You had your chance. The way you treated me on the 4th of July was possibly the most appaling treatment Ive ever gotten from a guy, with only two exceptions. I cant imagine how bad you could treat me if you'd actually agreed to go out with me. Thank you for showing me how stupid I was being for having those feelings for you. You are a little boy, and maybe one day you will grow up. Didnt think Id ever really leave did you? Well, I have. Thats how I work see, you get a certain amount of time, a certain amount of chances..you might have thought I was spineless but I was just giving you your time. Once times up, Ill never want you again. I wish you the best in life, I know we wont be friends, you are far too immature. Thanks for being a dickhead and sending me (although accidentally) right into the arms of someone really nice and cool who I happen to like a lot. Good LUck and Ill say a prayer for the next girl you end up "talking to". God knows the poor thing will need it.
 
We keep on playing these games to the point where we are erasing all of our emotion so that we outcunt each other, only we may be denying each other to the point where we are successful.

What do you want from me?
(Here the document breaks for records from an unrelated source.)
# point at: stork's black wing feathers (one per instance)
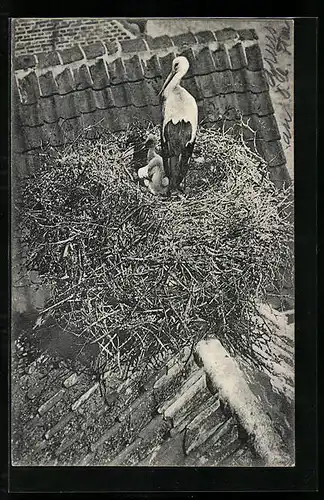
(175, 151)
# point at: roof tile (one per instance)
(166, 64)
(134, 70)
(205, 37)
(160, 42)
(193, 86)
(221, 58)
(152, 68)
(47, 84)
(52, 134)
(94, 50)
(272, 152)
(48, 109)
(152, 89)
(112, 47)
(204, 62)
(51, 402)
(226, 34)
(222, 82)
(188, 53)
(280, 176)
(254, 57)
(48, 59)
(217, 447)
(101, 99)
(82, 77)
(248, 34)
(122, 96)
(259, 104)
(184, 40)
(99, 75)
(133, 45)
(33, 140)
(204, 425)
(30, 115)
(25, 62)
(64, 80)
(28, 87)
(237, 56)
(207, 86)
(267, 127)
(70, 55)
(66, 106)
(244, 80)
(117, 71)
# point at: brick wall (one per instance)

If it's what I think you need , then grow up and say it. Otherwise piss off and leave me to my musings.
 
spanish,

you make me blush. i havent felt butterflies like this since i was in 10th grade. i cant wait to see you again.

xoxo,

the girl who doesn't believe in all your damn fortunes
 
I want to weave webs of real, delicious, living dreams with you. I forget the material things with you, only hear the singing of delicate heartstrings. Just imagining what it is to be with you, feel you next to me, wrapped up in your scent enveloped in sweat, tangled together like two lovers meant for more than this secrecy.
 
It's a bizarre love triangle
I don't know where to go
So i'll go diagonal
In a straight line
And you're both there on the horizon

Feels so hard to know
I don't know how I feel
So I pray to you
My Goddess
Let yourself be known
 
I JUST CAN'T LET THIS THREAD DIE

Dear _____,

I'm thinking about the last four days, the last four weeks, the last four years. Thinking about the incredible range of feelings I've had and their intensity. And I've been thinking that no one has ever suprised me more than you.

I'm thinking, being around you is just fantastic.